Here are five good reasons to butcher deer yourself.
Here are five good reasons to butcher deer yourself.

Editor’s Note: This article on reasons to butcher deer is excerpted from the Fall 2013 issue of Living Ready magazine. Click here to download this excellent survival magazine issue.

In the absence of experience or a willing instructor, most hunters take their deer to a local processor to have it butchered for a fee. In most cases, however, even the novice ends up with better quality venison when he butchers his deer himself.

Several reasons apply. They could apply to venison or any wild game processing.

Butcher Deer Yourself: You’re Actually Getting YOUR Deer

For one thing, when you butcher deer that you harvested, you know the venison comes from your animal. There’s an unspoken rule about using professional processors. Although you may get your money’s worth in venison, you may wind up with venison from a number of animals you didn’t kill. There may be safety concerns about this, but for purity’s sake, it’s most satisfying to know what you’re eating is the deer you killed.

Butcher Deer Yourself: Take Your Time

Also, you can take as much time as you like to remove hair, blood, gristle and fat to make the finished product more enjoyable.

Further, you can debone the deer as much as you wish, saving valuable freezer space.

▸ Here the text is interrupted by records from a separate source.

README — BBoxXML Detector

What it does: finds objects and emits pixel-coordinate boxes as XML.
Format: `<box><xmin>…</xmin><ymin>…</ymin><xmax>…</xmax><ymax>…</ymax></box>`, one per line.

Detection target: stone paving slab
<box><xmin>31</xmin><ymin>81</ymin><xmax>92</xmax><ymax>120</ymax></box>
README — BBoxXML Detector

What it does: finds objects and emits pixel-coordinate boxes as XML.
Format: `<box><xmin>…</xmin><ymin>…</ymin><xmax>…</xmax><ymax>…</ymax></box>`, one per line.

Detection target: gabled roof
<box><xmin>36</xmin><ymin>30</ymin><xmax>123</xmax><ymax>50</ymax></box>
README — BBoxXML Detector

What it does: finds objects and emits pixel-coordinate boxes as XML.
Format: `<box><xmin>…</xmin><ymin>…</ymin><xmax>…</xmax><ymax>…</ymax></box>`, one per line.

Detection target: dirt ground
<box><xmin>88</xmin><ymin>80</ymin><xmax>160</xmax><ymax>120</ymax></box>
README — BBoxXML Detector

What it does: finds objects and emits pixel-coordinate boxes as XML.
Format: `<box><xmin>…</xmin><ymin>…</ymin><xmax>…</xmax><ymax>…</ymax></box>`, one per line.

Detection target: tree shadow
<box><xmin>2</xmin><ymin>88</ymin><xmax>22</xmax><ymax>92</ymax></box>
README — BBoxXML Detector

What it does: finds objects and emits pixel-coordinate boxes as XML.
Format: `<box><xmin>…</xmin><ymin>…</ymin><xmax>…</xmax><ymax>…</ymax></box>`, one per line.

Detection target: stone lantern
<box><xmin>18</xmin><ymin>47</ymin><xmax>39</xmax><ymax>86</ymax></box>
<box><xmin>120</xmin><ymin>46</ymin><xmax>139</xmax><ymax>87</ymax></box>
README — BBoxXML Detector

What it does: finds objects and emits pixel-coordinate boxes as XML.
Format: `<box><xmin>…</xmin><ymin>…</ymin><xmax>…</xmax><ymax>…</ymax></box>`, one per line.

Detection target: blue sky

Completely removing all bones represents the easiest way to butcher deer.

Butcher Deer Yourself: It Doesn’t Take Much

Surprisingly, it takes very little practice to become proficient at butchering deer, and you don’t need any special tools other than a sharp, stiff knife and a steel to keep it sharp. With the deer hung, remove the front legs and shoulders first. Then remove the loin, or backstrap. Next, cut off rib meat for grinding. Finally, remove the hind quarters, and cut them into round steaks and rump roasts.

Butcher Deer Yourself: Feed Your Ego

When you butcher deer you harvest, it provides personal satisfaction. As the completion of an age-old ritual, when the venison steaks are sizzling or the stew is bubbling, you will know exactly where that meat came from. That’s a feeling you can’t buy.

Butcher Deer Yourself: It’s a Learning Opportunity

As a side benefit, the butchering process also offers an opportunity for you to become familiar with deer physiology. This knowledge naturally translates into better understanding of shot placement – thus ensuring future clean kills.